The note caused a last-minute tempest, with some familiar with the case suggesting it was timed to arrive on the eve of jury deliberations. Assistant District Attorney Brad Leventhal told Aloise the unsigned and unsworn note was nothing more than an attempt by someone to “derail the trial."
Aloise rejected the defense request regarding the letter as well as other standard defense motions asking the judge to throw out the case because the prosecution hadn’t proved its side. Aloise didn’t given explanations for his rulings.
In his summation, Legal Aid attorney Robert Moeller reiterated to the jury the defense themes that Lewis’ confessions to detectives and prosecutors had been coerced and the DNA evidence in the case unreliable.
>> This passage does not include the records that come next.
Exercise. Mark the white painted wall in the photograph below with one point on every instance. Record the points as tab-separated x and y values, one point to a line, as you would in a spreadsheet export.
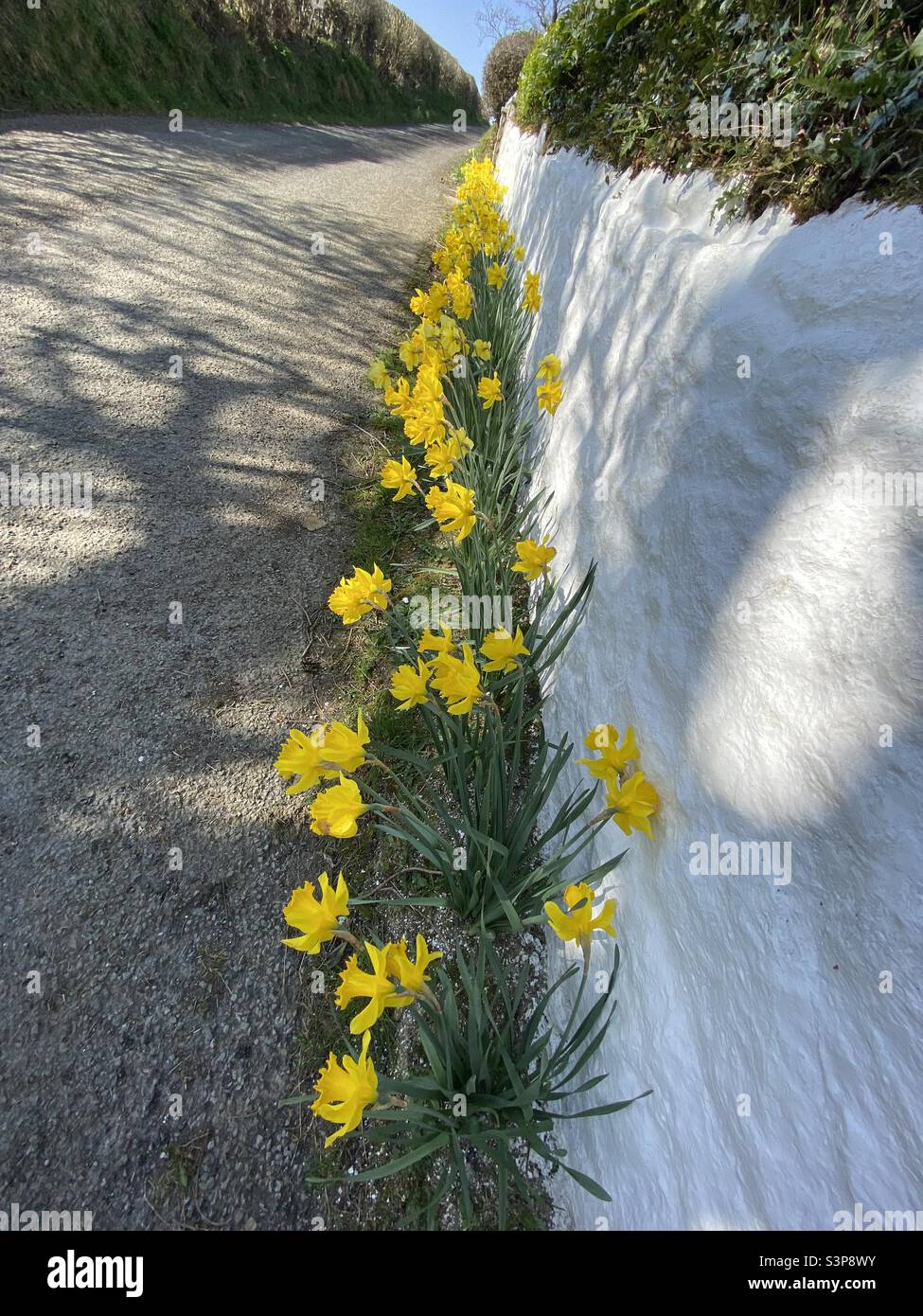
698	491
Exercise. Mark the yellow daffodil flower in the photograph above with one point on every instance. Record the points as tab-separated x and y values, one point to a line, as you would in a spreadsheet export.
549	367
635	803
344	749
490	391
400	476
453	508
334	810
533	559
549	395
579	924
504	649
531	297
410	685
413	977
319	920
377	986
346	1092
302	756
458	681
353	597
613	758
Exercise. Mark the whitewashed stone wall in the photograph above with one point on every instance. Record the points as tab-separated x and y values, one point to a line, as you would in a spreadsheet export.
763	634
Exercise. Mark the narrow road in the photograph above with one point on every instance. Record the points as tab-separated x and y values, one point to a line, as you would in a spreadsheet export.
186	316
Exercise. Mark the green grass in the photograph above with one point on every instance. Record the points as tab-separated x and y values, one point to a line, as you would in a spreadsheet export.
619	81
207	60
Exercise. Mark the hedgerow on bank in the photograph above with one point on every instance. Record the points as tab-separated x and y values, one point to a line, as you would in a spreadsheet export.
666	83
357	61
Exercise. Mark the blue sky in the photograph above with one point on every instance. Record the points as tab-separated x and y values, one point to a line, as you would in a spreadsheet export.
452	24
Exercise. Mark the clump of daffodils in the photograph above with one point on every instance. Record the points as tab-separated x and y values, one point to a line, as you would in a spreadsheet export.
630	799
363	593
454	388
327	753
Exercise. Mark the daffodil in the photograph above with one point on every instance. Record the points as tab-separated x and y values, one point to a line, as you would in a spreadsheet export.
344	749
533	559
302	756
633	803
612	756
413	977
502	649
399	475
378	374
579	924
549	367
333	812
319	920
497	276
410	685
363	593
531	296
453	508
377	986
549	395
458	681
490	391
346	1092
434	644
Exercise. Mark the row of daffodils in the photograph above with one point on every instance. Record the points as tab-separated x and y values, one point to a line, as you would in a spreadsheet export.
474	802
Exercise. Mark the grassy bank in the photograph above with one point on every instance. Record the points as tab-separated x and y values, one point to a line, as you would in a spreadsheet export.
622	80
347	61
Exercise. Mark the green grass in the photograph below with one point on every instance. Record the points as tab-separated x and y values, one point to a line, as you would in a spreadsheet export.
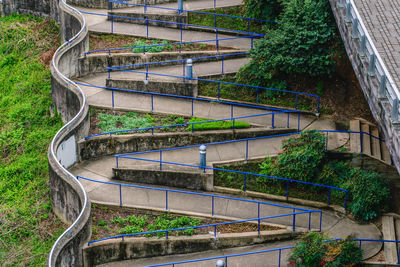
215	125
131	120
28	228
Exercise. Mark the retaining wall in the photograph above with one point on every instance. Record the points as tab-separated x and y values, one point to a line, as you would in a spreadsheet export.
105	145
134	248
69	199
374	92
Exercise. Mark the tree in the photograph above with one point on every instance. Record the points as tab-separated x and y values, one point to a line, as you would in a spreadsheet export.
303	43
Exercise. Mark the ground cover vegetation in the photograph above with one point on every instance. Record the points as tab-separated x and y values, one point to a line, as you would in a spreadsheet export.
107	121
109	41
28	228
304	158
314	249
303	52
110	221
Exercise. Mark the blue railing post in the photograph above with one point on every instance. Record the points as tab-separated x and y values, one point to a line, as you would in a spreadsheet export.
222	65
203	156
112	98
166	199
258	89
294	220
258	216
120	195
320	221
273	120
287	190
329	196
160	160
180	6
326	142
247	149
244	182
212	206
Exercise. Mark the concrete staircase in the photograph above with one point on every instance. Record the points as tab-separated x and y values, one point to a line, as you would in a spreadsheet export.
391	231
370	146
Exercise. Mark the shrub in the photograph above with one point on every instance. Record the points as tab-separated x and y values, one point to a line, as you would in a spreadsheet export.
215	125
314	250
301	158
302	43
263	9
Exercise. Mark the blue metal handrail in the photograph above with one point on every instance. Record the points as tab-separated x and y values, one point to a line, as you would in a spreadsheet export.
184	78
258	219
181	60
154	45
175	23
233	119
190	11
225	257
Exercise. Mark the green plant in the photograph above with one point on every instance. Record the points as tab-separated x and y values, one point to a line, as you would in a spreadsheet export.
314	250
215	125
102	223
301	159
303	43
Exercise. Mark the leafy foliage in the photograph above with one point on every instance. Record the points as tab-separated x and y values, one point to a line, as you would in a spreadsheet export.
302	43
313	250
263	9
215	125
301	158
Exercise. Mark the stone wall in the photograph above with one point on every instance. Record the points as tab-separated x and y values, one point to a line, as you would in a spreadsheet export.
69	199
373	91
133	248
106	145
188	180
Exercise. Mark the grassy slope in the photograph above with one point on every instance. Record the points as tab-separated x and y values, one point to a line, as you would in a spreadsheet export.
27	226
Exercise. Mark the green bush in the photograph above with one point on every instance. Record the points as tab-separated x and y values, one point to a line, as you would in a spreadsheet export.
303	43
215	125
301	159
129	121
263	9
313	250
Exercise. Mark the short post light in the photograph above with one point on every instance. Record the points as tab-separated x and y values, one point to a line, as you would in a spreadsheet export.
189	68
203	156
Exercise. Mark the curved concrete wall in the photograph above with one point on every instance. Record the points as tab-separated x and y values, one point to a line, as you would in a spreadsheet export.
371	82
68	196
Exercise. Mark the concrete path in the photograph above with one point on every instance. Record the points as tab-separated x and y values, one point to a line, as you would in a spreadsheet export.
270	259
100	24
100	169
382	20
187	5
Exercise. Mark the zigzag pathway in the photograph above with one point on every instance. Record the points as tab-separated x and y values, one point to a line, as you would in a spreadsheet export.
101	169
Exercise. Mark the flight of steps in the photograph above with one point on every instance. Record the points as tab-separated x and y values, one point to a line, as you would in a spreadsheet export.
370	146
391	231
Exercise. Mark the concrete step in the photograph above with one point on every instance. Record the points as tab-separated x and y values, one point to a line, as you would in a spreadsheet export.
389	233
366	139
375	144
355	139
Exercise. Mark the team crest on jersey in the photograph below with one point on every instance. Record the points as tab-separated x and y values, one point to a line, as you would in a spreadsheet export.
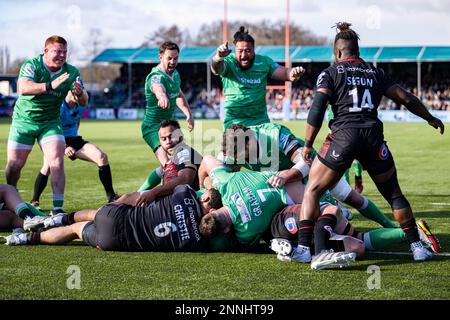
383	153
242	208
291	226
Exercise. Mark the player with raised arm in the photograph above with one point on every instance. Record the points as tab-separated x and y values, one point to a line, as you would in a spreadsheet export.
244	77
163	93
354	89
42	85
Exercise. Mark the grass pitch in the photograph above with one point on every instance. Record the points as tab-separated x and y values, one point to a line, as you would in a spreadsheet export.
42	272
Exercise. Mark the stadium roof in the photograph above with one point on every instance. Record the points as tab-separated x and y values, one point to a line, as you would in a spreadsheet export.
297	54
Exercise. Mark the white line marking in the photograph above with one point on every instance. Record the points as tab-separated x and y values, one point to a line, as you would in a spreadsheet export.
441	254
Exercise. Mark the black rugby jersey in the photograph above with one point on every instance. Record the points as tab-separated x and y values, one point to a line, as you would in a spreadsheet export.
170	223
357	88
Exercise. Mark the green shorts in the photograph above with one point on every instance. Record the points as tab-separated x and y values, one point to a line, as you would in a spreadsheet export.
150	135
25	132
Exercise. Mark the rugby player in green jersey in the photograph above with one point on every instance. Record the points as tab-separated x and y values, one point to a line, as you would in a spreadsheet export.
274	147
244	77
163	93
42	85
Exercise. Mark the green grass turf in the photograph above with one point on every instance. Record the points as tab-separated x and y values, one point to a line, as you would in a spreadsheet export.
422	157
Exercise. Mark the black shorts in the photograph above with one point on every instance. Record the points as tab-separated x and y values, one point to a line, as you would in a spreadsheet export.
107	231
285	223
366	145
75	142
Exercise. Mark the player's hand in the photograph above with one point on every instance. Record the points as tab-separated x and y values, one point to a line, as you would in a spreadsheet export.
77	88
437	124
57	82
296	73
307	155
145	198
163	101
69	152
223	51
276	181
191	123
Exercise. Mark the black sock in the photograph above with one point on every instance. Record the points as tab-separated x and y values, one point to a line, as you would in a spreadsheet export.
104	172
39	186
322	232
68	219
34	238
410	229
305	232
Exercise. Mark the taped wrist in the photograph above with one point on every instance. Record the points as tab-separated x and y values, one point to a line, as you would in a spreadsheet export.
317	111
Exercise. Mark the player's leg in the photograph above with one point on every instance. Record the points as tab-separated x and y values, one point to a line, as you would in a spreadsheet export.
53	144
40	183
343	192
90	152
9	220
20	142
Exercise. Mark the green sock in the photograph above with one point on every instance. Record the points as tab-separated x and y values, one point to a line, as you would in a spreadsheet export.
372	212
357	167
381	238
153	179
35	211
347	175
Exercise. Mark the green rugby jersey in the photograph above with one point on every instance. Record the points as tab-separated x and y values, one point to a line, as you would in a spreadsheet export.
43	107
154	113
250	200
245	90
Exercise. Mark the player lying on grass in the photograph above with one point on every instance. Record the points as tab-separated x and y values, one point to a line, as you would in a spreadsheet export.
334	231
13	210
170	223
180	168
273	146
76	148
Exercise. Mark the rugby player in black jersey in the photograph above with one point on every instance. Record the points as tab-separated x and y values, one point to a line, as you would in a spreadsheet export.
354	89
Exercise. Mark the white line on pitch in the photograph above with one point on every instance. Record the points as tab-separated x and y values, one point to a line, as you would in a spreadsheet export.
441	254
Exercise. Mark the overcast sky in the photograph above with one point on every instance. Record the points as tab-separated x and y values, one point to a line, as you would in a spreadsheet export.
25	24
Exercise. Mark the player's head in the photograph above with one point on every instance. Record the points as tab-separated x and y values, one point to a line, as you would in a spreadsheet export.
55	52
244	48
215	222
168	56
210	200
240	144
169	134
346	42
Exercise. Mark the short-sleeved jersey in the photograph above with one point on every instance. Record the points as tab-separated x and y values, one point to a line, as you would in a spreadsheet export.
357	88
182	156
251	201
276	144
70	118
153	113
245	90
43	107
170	223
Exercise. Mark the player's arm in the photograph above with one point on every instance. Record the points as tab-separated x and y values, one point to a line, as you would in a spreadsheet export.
208	164
413	104
184	106
314	121
185	176
217	62
288	74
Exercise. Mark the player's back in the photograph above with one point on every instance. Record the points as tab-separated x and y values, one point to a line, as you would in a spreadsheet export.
357	89
170	223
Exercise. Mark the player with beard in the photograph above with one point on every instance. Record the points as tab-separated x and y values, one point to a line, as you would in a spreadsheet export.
244	77
163	93
354	89
180	168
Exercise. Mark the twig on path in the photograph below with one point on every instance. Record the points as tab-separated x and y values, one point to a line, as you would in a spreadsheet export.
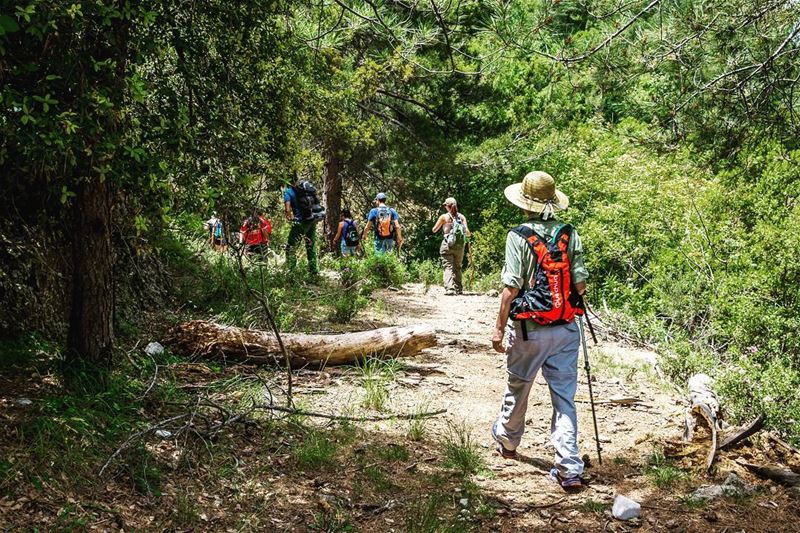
529	507
262	299
403	416
137	436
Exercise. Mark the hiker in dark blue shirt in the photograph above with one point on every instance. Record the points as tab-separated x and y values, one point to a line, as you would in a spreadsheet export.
387	226
347	234
305	230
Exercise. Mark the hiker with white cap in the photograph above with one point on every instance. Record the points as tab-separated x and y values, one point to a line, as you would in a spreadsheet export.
387	226
544	277
455	233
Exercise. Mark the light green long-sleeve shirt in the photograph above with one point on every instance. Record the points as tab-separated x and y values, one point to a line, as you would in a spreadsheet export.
520	260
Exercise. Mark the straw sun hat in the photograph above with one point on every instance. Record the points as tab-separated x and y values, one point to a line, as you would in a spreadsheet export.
537	193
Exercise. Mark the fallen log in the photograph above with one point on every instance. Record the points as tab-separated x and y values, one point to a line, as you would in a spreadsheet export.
784	476
746	431
200	338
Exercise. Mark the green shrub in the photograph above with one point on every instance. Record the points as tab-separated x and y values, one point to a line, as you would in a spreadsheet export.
487	245
316	451
384	270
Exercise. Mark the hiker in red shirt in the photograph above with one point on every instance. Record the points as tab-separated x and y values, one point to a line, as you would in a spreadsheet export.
255	233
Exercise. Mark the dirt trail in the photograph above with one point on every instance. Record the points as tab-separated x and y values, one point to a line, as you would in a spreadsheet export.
470	385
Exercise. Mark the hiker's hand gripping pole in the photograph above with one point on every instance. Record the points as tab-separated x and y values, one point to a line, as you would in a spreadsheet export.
589	380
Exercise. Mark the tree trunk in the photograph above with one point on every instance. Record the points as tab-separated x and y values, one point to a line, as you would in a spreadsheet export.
90	335
206	339
704	408
333	197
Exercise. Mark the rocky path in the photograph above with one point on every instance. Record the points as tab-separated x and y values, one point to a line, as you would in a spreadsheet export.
636	414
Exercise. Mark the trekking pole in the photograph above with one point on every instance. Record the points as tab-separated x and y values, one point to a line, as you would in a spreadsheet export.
588	370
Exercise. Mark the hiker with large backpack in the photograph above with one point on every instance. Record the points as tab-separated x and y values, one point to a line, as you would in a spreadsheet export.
347	235
386	222
303	210
216	233
256	232
545	278
455	233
Apparently sensing the importance of the DNA component to the case, Moeller spent close to a half-hour of his 90-minute summation attacking the testimony of Linda Razzano, the DNA expert from the medical examiner's office who testified for the prosecution.
Moeller argued that Razzano was evasive or refused to give straight answers about whether DNA could be transferred to a victim by someone other than the defendant.
“DNA moves through contact and it doesn’t have to be person to person,” Moeller said.
A key argument of the defense involved Lewis’ DNA, which was found on Vetrano’s neck and her cellphone, as well as likely under her fingernails. The defense had suggested the DNA was transferred to Vetrano through an intermediary or innocent contact.
In his more than two-hour summation, Leventhal argued that the prosecution wasn’t race-based.